FINRA’s Executive Vice President of Member Firm Regulation, Grace Vogel, addressed the New York Regulation and Compliance Conference on September 9 urging firms to seriously reexamine their processes for assessing risk. Ms. Vogel stressed that the nature of firms’ risks have changed dramatically, and warned that part of the failure of firms in recent years to foresee and mitigate the current market distress was that their risk management programs were focused on outdated models and missed the perils presented by a quickly shifting market landscape.

While all this was happening, the firm’s risk managers made faulty assumptions—which they would pay dearly for.

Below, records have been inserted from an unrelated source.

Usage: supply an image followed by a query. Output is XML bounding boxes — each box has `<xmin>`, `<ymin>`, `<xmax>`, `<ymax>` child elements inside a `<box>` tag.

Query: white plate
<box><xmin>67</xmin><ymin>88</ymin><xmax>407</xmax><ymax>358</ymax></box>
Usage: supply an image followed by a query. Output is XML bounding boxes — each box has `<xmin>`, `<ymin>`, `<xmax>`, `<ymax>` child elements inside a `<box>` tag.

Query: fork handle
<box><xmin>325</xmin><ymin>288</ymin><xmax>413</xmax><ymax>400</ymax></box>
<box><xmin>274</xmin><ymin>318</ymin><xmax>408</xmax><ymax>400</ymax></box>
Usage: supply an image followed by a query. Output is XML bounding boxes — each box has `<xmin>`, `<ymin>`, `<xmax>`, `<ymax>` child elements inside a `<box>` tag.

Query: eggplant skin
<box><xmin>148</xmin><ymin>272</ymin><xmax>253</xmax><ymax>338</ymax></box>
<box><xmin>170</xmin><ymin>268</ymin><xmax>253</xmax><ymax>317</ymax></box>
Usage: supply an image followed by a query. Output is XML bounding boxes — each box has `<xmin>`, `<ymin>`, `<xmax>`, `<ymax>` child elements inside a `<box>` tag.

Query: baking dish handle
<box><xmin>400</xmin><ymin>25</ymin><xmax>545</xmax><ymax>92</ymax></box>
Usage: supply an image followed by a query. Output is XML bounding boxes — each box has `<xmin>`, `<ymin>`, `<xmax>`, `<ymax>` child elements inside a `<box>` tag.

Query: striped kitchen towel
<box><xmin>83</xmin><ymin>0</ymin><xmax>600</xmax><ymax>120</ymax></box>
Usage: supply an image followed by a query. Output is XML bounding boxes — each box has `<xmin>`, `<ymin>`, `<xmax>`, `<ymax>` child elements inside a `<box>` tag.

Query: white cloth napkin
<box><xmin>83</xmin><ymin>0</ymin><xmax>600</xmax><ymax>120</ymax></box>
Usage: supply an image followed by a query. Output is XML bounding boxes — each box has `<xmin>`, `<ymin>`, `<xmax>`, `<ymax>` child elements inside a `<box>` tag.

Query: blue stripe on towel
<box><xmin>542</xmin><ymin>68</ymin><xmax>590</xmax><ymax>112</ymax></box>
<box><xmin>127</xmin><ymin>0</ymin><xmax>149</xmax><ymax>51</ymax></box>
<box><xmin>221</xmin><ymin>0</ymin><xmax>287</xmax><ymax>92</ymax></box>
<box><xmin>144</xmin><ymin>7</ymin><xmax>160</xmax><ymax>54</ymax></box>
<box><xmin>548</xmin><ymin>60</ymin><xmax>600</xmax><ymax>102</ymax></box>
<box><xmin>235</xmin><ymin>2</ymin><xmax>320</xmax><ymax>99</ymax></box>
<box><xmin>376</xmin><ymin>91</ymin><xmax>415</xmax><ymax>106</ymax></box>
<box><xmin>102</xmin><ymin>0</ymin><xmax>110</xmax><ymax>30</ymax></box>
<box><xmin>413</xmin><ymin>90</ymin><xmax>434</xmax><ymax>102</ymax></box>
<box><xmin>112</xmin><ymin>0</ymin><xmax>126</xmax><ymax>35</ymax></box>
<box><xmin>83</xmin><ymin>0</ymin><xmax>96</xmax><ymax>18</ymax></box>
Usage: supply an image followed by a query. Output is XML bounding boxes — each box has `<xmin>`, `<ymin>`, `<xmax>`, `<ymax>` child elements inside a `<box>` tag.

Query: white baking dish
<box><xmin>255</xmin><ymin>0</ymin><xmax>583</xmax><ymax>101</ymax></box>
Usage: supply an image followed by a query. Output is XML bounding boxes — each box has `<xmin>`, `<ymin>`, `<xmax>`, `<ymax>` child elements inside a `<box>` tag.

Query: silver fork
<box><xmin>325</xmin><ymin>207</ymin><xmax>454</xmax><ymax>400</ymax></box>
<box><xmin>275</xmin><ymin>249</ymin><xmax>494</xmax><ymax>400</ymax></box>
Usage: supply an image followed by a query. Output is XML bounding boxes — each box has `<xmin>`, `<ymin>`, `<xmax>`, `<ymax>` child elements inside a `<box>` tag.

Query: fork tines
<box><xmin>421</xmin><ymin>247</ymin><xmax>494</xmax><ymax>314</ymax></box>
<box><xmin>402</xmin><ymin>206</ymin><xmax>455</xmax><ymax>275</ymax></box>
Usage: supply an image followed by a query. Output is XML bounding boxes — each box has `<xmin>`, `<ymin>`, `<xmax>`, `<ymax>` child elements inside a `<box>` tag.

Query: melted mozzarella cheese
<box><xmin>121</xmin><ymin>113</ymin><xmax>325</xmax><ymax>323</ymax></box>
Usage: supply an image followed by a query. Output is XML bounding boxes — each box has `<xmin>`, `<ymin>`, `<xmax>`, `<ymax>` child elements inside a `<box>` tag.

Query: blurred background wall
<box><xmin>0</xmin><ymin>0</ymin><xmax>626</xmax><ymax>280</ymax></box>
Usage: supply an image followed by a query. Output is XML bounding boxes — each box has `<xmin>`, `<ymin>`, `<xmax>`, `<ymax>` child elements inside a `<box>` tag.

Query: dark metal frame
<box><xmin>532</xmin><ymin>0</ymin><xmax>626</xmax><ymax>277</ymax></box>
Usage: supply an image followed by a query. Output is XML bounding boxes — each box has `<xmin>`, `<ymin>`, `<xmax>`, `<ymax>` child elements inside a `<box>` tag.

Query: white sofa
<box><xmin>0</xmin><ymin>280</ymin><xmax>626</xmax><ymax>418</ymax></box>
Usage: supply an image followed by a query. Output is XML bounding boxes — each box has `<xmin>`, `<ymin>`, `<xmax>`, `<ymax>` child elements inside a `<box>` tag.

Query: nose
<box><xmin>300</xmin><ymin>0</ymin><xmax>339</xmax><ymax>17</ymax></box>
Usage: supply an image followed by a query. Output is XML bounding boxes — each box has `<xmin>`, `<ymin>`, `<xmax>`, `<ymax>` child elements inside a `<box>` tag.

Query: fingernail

They believed that all mark-to-market positions would receive immediate attention when losses occurred. And they assumed that if the market took a hit they could liquidate their positions quickly, especially triple-A rated securities. The risk group thought they were correctly focusing on the noninvestment grade paper and didn’t pay enough attention to the ever growing highly rated assets that were becoming illiquid. They had not fully appreciated that 20 percent of a very large number could cause much greater losses than 80 percent of a small number.

. . .

Today we face a different world—and we need to prepare ourselves to fight a new war against risk—operating under new assumptions and using innovative tactics.

. . .

It became clear to us that, in many cases, risk management systems simply broke down. There was an over-reliance on internal models, teaching us again the painful lesson that models only work within a certain confidence interval and management needs to supplement models with robust stress testing.

Ms. Vogel also impressed upon her audience that the very nature of market risk itself has changed, and that these risks can be extraordinarily widespread and instantaneous.

But it isn’t just FINRA—every regulator is figuring out how a change in its approach can increase market stability. Because if we’ve learned one thing from this crisis, it’s that the structural risks inherent in our modern financial system no longer impact one institution or sector at a time.

Risk now reverberates throughout the entire marketplace in an instant, threatening firms and exposing investors to harm.

Vogel further observed that, though the regulatory structure of the financial markets is being reassessed, there are limits to functional regulation, and effective and robust risk assessement at each regulated firm is vitally important to restoring confidence in the markets.

We regulators can write rules, conduct examinations, and bring cases, but it’s you, in the firms, on the front lines, who carry an important share of the regulation of the industry.

You see what goes on day to day and can spot small problems before they become large ones. You’re the ones who develop specific practices and policies from our rules and guidance, to make regulation work in concert with your business, not against it.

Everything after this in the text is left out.